マーダウグ被告は、家族の犬舎近くで妻と息子を近距離から撃ち殺害した罪で有罪判決を受けた。裁判は6週間続き、マーダウグ被告は無期懲役が言い渡された。
影響と書籍の問題
マーダウグ被告の弁護士は、ヒル氏が陪審員に被告の証言を信用しないよう指示し、判決を早めるよう求めたと主張していた。判決文では、陪審員の証言として、ヒル氏が「弁護側の証拠にだまされないでほしい」と言い、事件は「長引くべきではない」と述べたとされた。
マーダウグ被告の裁判から数か月後、ヒル氏は『司法の扉の向こう側:マーダウグ殺人事件』という自叙伝を出版したが、剽窃が発覚し、出版が中止された。

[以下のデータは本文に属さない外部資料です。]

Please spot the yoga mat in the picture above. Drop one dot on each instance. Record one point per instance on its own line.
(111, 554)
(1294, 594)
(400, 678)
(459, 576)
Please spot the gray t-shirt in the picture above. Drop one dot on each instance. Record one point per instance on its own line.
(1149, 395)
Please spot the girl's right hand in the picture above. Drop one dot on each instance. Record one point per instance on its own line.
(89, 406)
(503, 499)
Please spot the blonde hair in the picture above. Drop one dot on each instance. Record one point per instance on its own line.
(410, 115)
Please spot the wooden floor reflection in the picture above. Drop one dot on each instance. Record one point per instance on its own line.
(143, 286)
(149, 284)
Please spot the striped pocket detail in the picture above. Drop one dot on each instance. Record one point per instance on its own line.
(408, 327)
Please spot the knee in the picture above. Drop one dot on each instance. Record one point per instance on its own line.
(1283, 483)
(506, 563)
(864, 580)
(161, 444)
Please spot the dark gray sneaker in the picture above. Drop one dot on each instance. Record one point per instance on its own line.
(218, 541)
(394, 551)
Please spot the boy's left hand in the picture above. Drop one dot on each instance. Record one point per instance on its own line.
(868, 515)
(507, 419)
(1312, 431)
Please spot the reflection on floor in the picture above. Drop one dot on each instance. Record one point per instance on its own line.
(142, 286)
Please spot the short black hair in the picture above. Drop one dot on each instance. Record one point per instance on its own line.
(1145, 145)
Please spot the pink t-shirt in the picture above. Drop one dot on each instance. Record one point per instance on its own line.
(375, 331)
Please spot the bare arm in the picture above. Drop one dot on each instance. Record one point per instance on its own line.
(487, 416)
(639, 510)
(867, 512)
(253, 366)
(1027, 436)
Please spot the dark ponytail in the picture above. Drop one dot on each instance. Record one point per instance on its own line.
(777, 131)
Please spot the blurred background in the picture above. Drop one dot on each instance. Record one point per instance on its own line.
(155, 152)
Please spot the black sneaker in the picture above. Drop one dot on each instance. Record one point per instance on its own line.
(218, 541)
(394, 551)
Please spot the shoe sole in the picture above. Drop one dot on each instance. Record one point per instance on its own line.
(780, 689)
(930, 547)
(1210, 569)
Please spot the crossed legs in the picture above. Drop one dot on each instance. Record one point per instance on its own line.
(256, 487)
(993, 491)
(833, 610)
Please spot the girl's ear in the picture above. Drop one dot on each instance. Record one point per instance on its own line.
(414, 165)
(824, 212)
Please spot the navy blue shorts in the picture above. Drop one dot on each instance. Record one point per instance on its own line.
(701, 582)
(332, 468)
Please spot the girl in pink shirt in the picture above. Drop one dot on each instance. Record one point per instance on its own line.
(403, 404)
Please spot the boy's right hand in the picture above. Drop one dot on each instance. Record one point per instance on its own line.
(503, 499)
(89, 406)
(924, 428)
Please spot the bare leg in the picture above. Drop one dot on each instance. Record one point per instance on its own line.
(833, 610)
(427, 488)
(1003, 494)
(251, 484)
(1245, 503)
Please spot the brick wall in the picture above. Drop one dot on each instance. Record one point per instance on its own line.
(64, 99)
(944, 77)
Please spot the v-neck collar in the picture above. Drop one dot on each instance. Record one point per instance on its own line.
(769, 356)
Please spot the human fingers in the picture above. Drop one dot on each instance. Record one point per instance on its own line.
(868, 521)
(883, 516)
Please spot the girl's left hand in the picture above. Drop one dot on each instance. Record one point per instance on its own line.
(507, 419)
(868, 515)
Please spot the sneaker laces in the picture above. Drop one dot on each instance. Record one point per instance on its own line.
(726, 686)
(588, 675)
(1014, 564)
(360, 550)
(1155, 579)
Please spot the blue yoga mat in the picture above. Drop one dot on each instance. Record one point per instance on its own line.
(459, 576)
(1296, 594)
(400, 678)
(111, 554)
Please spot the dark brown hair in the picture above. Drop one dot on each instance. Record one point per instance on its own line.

裁判中、陪審員はマーダウグ被告が何年間も弁護士事務所や顧客からお金を盗み、痛み止めへの依存と贅沢な生活を支えていたと指摘された。被告は妻と息子を殺害したのは、財務不正を隠すためだと主張された。マーダウグ被告は裁判で無実を主張していた。
翌年、マーダウグ被告は連邦金融犯罪について40年の懲役刑を受けた。最高裁はマーダウグ被告の金融犯罪に関する裁判は取り上げなかったが、その裁判で出された証拠が殺人裁判に過度に引用されたため、「不当な偏見の危険性が高かった」と指摘した。